Goldman's strong earnings were driven by good performances from straightforward client activities - M&A advice, and stock and bond underwriting. In the first quarter, Goldman earned $961m advising on deals and another $944m from debt and equity offerings. In the same period in 2007 (Goldman's best first quarter before the crisis) those figures were lower, at $861m and $855m respectively. That is noteworthy, particularly in M&A. While bulge bracket rivals have shrunk or seen star bankers leave for boutiques, Goldman continues to thrive.

Those core investment banking functions now account for 18 per cent of revenue, up from 14 per cent eight years ago. At the same time another safe business, asset management, has seen its revenue proportion jump more sharply, almost doubling to 15 per cent.

Perhaps surprisingly, the share of Goldman's trading and principal investing units has fallen from 74 per cent only to 63 per cent. But crucially, Goldman is a smaller business. First-quarter revenue of nearly $10.6bn (a strong number) is down almost a fifth from 2017.

The balance sheet has also changed. As Goldman noted in a recent investor presentation, even with a smaller asset base, the company's equity is up 85 per cent since 2007. That has pushed return on equity down from 38 per cent in the first quarter of 2007 to (a still very decent) 14.7 per cent this time around.

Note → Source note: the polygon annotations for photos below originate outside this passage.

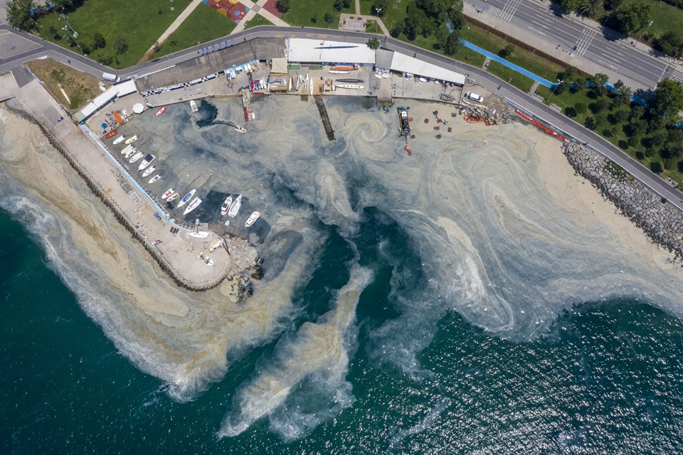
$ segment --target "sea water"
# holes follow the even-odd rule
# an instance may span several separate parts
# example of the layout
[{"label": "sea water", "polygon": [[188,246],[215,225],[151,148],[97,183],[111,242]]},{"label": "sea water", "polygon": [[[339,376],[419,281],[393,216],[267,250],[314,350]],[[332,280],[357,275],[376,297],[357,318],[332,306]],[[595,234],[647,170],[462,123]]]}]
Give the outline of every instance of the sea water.
[{"label": "sea water", "polygon": [[[206,128],[210,122],[196,131],[211,134]],[[272,336],[233,354],[220,379],[179,401],[169,393],[172,383],[141,371],[122,355],[123,345],[105,336],[76,282],[46,251],[54,245],[43,238],[41,210],[19,203],[21,186],[4,179],[12,197],[0,212],[0,452],[643,454],[683,446],[683,323],[675,310],[655,308],[666,296],[594,291],[594,300],[567,298],[549,310],[557,314],[541,329],[525,319],[501,328],[495,317],[475,318],[460,294],[430,284],[439,277],[429,258],[435,250],[411,231],[415,225],[392,215],[396,209],[364,203],[344,215],[338,196],[311,198],[291,175],[274,180],[285,207],[277,210],[312,212],[317,220],[308,229],[321,243],[292,288],[297,309]],[[351,193],[349,205],[368,200],[360,186]],[[48,207],[41,210],[49,215]],[[479,228],[470,240],[485,257],[490,234]],[[261,235],[280,241],[270,229]],[[530,264],[500,240],[499,248]],[[272,259],[267,277],[287,267]],[[539,274],[537,265],[527,273]],[[485,269],[504,287],[509,267]],[[585,267],[592,269],[588,261]],[[571,295],[549,273],[526,278],[525,287]],[[578,272],[556,273],[592,285]],[[509,293],[518,289],[510,287]],[[518,312],[554,301],[503,294]]]}]

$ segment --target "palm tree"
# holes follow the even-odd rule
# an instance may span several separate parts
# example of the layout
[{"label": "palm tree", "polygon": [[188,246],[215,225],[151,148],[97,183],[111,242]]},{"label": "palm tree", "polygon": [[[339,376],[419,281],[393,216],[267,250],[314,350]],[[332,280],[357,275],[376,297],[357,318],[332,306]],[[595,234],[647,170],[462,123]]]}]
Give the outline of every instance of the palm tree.
[{"label": "palm tree", "polygon": [[597,17],[603,12],[603,0],[583,0],[576,9],[576,14],[581,17]]}]

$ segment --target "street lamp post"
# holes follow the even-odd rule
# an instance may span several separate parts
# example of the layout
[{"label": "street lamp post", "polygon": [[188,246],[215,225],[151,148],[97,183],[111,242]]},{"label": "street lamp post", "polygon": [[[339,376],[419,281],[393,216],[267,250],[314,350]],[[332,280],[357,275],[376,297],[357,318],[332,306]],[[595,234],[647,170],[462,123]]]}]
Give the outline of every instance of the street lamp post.
[{"label": "street lamp post", "polygon": [[560,86],[560,84],[563,82],[563,80],[560,80],[559,79],[557,80],[557,85],[555,86],[555,87],[553,89],[553,92],[550,94],[549,97],[548,97],[548,102],[550,102],[550,99],[553,97],[554,95],[555,95],[555,90],[556,90],[557,87]]}]

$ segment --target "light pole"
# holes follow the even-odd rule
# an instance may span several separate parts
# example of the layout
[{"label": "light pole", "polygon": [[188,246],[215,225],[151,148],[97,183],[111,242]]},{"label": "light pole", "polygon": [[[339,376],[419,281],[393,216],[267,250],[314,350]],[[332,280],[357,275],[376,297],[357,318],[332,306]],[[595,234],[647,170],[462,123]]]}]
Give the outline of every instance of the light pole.
[{"label": "light pole", "polygon": [[553,89],[553,92],[550,94],[550,96],[548,97],[548,102],[550,102],[550,99],[553,97],[553,95],[555,95],[555,90],[557,90],[557,87],[560,86],[560,84],[563,82],[563,80],[557,80],[557,85],[555,86],[555,88]]},{"label": "light pole", "polygon": [[[638,37],[638,41],[635,42],[636,43],[640,42],[640,38],[642,38],[642,36],[645,34],[645,32],[646,32],[646,31],[647,31],[647,28],[650,27],[650,26],[652,25],[652,22],[655,22],[655,21],[650,21],[650,23],[648,23],[647,26],[645,26],[645,28],[643,28],[643,30],[642,30],[642,33],[640,33],[640,36]],[[635,44],[634,44],[633,46],[635,46]]]}]

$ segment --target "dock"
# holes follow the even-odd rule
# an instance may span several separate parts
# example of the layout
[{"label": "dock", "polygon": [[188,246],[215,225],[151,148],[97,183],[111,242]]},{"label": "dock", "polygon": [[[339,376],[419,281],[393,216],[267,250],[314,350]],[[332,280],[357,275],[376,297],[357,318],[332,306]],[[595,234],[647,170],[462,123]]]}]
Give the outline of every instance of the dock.
[{"label": "dock", "polygon": [[332,129],[332,125],[329,122],[329,116],[327,115],[327,108],[325,107],[325,103],[322,101],[322,96],[314,95],[315,105],[318,107],[318,112],[320,112],[320,118],[322,119],[322,124],[325,127],[325,133],[327,134],[327,140],[334,140],[334,130]]}]

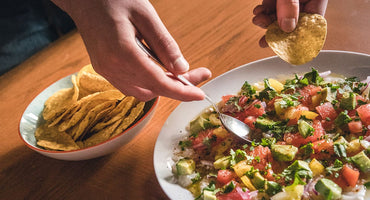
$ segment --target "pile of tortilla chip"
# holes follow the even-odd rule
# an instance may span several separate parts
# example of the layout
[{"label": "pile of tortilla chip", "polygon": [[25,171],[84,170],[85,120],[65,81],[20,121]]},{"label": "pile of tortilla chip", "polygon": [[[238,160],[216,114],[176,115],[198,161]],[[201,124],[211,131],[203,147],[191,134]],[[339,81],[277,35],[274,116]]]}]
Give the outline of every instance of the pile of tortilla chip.
[{"label": "pile of tortilla chip", "polygon": [[325,43],[327,23],[319,14],[300,13],[294,31],[282,31],[275,21],[266,31],[266,42],[283,60],[302,65],[314,59]]},{"label": "pile of tortilla chip", "polygon": [[91,65],[72,75],[73,88],[54,93],[44,105],[37,145],[58,151],[93,146],[127,129],[144,113],[145,102],[125,96]]}]

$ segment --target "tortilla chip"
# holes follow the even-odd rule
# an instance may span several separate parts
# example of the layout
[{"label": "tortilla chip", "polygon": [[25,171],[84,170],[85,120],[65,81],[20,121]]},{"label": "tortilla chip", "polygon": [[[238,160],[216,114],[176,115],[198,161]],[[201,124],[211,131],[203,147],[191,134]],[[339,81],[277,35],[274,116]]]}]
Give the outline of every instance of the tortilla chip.
[{"label": "tortilla chip", "polygon": [[71,133],[72,138],[74,140],[77,140],[80,136],[82,136],[84,133],[86,133],[88,131],[87,127],[89,126],[89,124],[98,120],[97,116],[99,116],[98,114],[101,111],[106,110],[107,108],[110,108],[110,107],[115,106],[115,105],[116,105],[116,101],[107,101],[107,102],[101,103],[101,104],[97,105],[96,107],[94,107],[93,109],[89,110],[89,112],[82,119],[82,121],[79,124],[76,125],[78,128],[73,129],[74,132]]},{"label": "tortilla chip", "polygon": [[104,129],[100,130],[99,132],[93,134],[91,137],[87,138],[83,143],[84,147],[94,146],[101,142],[108,140],[113,131],[117,128],[117,126],[122,122],[122,119],[116,121],[115,123],[105,127]]},{"label": "tortilla chip", "polygon": [[123,119],[126,114],[138,103],[138,100],[135,97],[129,96],[124,98],[116,108],[112,110],[102,122],[97,123],[92,129],[92,132],[97,132],[106,126],[113,124],[119,119]]},{"label": "tortilla chip", "polygon": [[73,88],[66,88],[59,90],[49,97],[44,104],[44,110],[42,112],[44,119],[49,120],[58,115],[58,113],[60,114],[65,111],[67,109],[66,107],[72,103],[73,93]]},{"label": "tortilla chip", "polygon": [[319,54],[326,32],[327,23],[323,16],[300,13],[293,32],[282,31],[275,21],[267,28],[266,41],[281,59],[293,65],[302,65]]},{"label": "tortilla chip", "polygon": [[135,108],[131,109],[130,114],[123,119],[122,123],[119,125],[119,127],[114,131],[111,137],[114,137],[120,133],[122,133],[124,130],[126,130],[132,123],[134,123],[137,119],[141,117],[141,115],[144,113],[144,106],[145,102],[138,103]]},{"label": "tortilla chip", "polygon": [[46,124],[36,129],[35,137],[37,139],[37,145],[46,149],[57,151],[80,149],[70,135],[65,132],[59,132],[55,128],[49,128]]},{"label": "tortilla chip", "polygon": [[78,72],[76,79],[80,88],[80,98],[95,92],[117,90],[105,78],[96,73],[91,64],[84,66]]}]

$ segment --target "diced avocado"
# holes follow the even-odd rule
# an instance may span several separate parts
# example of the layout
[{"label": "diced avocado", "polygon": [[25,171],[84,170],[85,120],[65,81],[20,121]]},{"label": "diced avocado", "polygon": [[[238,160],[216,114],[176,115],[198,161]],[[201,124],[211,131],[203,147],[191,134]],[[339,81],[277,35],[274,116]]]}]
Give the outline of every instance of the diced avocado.
[{"label": "diced avocado", "polygon": [[334,200],[342,197],[342,188],[330,179],[320,179],[317,181],[315,189],[324,196],[325,200]]},{"label": "diced avocado", "polygon": [[334,142],[334,153],[339,157],[347,157],[347,145],[347,140],[343,136],[340,136]]},{"label": "diced avocado", "polygon": [[209,122],[212,124],[212,126],[221,126],[221,120],[217,117],[216,113],[209,115]]},{"label": "diced avocado", "polygon": [[282,174],[292,180],[298,175],[300,178],[312,178],[313,174],[307,162],[295,160],[291,165],[284,169]]},{"label": "diced avocado", "polygon": [[226,169],[230,166],[231,156],[224,156],[213,163],[215,169]]},{"label": "diced avocado", "polygon": [[266,185],[267,185],[266,193],[270,196],[273,196],[274,194],[277,194],[282,191],[281,185],[274,181],[267,181]]},{"label": "diced avocado", "polygon": [[351,117],[347,114],[347,112],[343,111],[334,120],[334,123],[337,126],[343,126],[345,124],[348,124],[350,121],[352,121]]},{"label": "diced avocado", "polygon": [[216,195],[212,191],[204,190],[203,191],[203,200],[217,200]]},{"label": "diced avocado", "polygon": [[259,172],[254,173],[253,177],[250,180],[254,187],[256,187],[257,189],[265,189],[267,181]]},{"label": "diced avocado", "polygon": [[277,124],[277,122],[275,122],[271,119],[258,117],[257,120],[256,120],[256,125],[255,126],[256,126],[256,128],[260,128],[263,131],[267,131],[267,130],[272,129],[276,124]]},{"label": "diced avocado", "polygon": [[271,146],[271,153],[275,160],[292,161],[298,152],[298,148],[293,145],[275,144]]},{"label": "diced avocado", "polygon": [[348,145],[347,140],[343,136],[340,136],[338,139],[336,139],[334,143]]},{"label": "diced avocado", "polygon": [[361,171],[365,173],[370,171],[370,159],[366,156],[365,151],[352,156],[351,160]]},{"label": "diced avocado", "polygon": [[353,92],[343,93],[343,97],[340,100],[340,108],[345,110],[353,110],[356,108],[356,94]]},{"label": "diced avocado", "polygon": [[190,158],[180,159],[176,163],[176,169],[178,175],[189,175],[192,174],[195,170],[195,162]]},{"label": "diced avocado", "polygon": [[313,135],[315,129],[307,121],[298,120],[298,131],[304,138],[306,138],[310,135]]},{"label": "diced avocado", "polygon": [[330,87],[325,87],[321,90],[322,99],[327,102],[333,102],[336,100],[336,92],[332,92]]}]

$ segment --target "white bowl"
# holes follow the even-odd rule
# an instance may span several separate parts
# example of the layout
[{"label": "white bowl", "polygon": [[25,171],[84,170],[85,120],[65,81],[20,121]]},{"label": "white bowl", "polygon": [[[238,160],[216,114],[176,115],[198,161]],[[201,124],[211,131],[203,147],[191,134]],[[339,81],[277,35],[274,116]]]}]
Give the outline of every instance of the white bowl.
[{"label": "white bowl", "polygon": [[[364,80],[370,75],[370,55],[345,51],[322,51],[317,58],[302,66],[292,66],[274,56],[230,70],[203,85],[202,89],[214,101],[220,101],[224,95],[239,92],[244,81],[255,83],[266,77],[308,72],[311,71],[311,67],[319,72],[331,70],[333,73],[357,76]],[[170,199],[194,199],[187,189],[176,184],[171,168],[172,157],[175,146],[188,135],[186,127],[189,122],[208,106],[207,101],[181,103],[168,117],[159,133],[154,149],[154,169],[159,184]],[[365,199],[370,199],[369,190]]]},{"label": "white bowl", "polygon": [[45,101],[56,91],[63,88],[71,88],[71,75],[60,79],[42,91],[24,111],[19,122],[19,135],[24,143],[32,150],[60,160],[87,160],[110,154],[131,141],[151,119],[159,98],[145,104],[144,115],[121,134],[109,140],[84,149],[74,151],[45,150],[36,145],[35,131],[42,119],[42,110]]}]

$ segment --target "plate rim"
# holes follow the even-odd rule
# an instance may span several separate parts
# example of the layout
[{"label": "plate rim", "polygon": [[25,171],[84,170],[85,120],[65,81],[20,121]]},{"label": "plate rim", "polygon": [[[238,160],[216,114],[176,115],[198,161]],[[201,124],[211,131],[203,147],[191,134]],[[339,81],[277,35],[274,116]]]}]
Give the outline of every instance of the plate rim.
[{"label": "plate rim", "polygon": [[[344,51],[344,50],[321,50],[320,51],[320,54],[347,54],[347,55],[357,55],[357,56],[363,56],[363,57],[369,57],[370,58],[370,55],[369,54],[366,54],[366,53],[361,53],[361,52],[354,52],[354,51]],[[319,54],[319,55],[320,55]],[[325,56],[325,55],[324,55]],[[266,61],[269,61],[269,60],[274,60],[274,59],[277,59],[277,60],[281,60],[279,59],[279,57],[277,55],[275,56],[270,56],[270,57],[266,57],[266,58],[262,58],[262,59],[258,59],[258,60],[254,60],[254,61],[251,61],[251,62],[248,62],[248,63],[245,63],[245,64],[242,64],[240,66],[237,66],[225,73],[222,73],[214,78],[212,78],[211,80],[209,80],[207,83],[205,83],[204,85],[202,85],[200,88],[205,88],[207,87],[209,84],[211,84],[214,80],[218,79],[219,77],[222,77],[222,76],[226,76],[227,74],[229,73],[232,73],[233,71],[235,70],[239,70],[240,68],[244,68],[244,67],[248,67],[250,65],[253,65],[253,64],[256,64],[256,63],[259,63],[259,62],[266,62]],[[314,59],[315,60],[315,59]],[[285,61],[284,61],[285,62]],[[310,64],[311,62],[307,63],[307,64]],[[307,65],[305,64],[305,65]],[[369,66],[370,66],[370,63],[369,63]],[[299,67],[299,66],[298,66]],[[157,139],[156,139],[156,142],[155,142],[155,145],[154,145],[154,150],[153,150],[153,167],[154,167],[154,172],[155,172],[155,176],[156,176],[156,179],[157,179],[157,182],[159,183],[162,191],[167,195],[168,198],[171,198],[172,196],[168,193],[167,190],[165,190],[164,186],[163,186],[163,183],[162,183],[162,177],[159,177],[159,166],[158,164],[156,163],[156,160],[157,160],[157,157],[158,157],[158,148],[159,148],[159,141],[158,139],[161,137],[162,134],[164,134],[164,128],[165,128],[165,124],[168,122],[168,120],[171,118],[171,116],[173,115],[173,113],[175,113],[177,111],[177,109],[179,107],[181,107],[182,104],[184,103],[188,103],[188,102],[182,102],[180,103],[172,112],[171,114],[167,117],[164,125],[162,126],[162,129],[160,130],[158,136],[157,136]],[[172,147],[172,146],[171,146]],[[181,187],[181,186],[180,186]],[[183,188],[184,191],[186,190],[185,188]],[[369,190],[368,190],[369,191]],[[190,193],[190,192],[189,192]]]}]

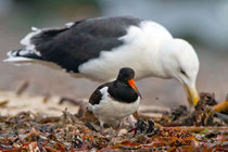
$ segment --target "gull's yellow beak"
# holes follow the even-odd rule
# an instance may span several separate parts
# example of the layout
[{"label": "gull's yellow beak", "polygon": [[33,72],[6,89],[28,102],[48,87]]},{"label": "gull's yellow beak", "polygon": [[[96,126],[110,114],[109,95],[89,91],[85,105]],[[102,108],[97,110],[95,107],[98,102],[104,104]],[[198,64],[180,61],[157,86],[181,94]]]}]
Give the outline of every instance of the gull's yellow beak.
[{"label": "gull's yellow beak", "polygon": [[190,104],[190,106],[195,106],[198,104],[199,101],[199,94],[198,94],[198,90],[195,87],[190,88],[189,86],[187,86],[186,84],[183,85],[186,93],[187,93],[187,98],[188,98],[188,102]]}]

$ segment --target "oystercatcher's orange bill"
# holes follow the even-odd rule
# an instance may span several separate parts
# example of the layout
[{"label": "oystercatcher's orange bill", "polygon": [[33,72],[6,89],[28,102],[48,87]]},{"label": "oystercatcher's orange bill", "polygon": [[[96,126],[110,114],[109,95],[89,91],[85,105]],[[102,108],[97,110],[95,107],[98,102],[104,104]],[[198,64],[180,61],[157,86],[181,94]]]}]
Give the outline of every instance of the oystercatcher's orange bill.
[{"label": "oystercatcher's orange bill", "polygon": [[136,92],[138,92],[138,88],[137,88],[134,79],[128,80],[128,84]]}]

So Goldman - smaller, funded by more equity and shifting from investment to client servicing - is finding a post-crisis business model that works. But contrast its progress with that of Blackstone, Wall Street's latest darling. First-quarter profits, also reported on Thursday, rose 130 per cent, driven both strong debt and equity markets and Blackstone's own investment prowess. In good times, investing is an alluring business. But Goldman's client roster must be pleased to have the company's attention back.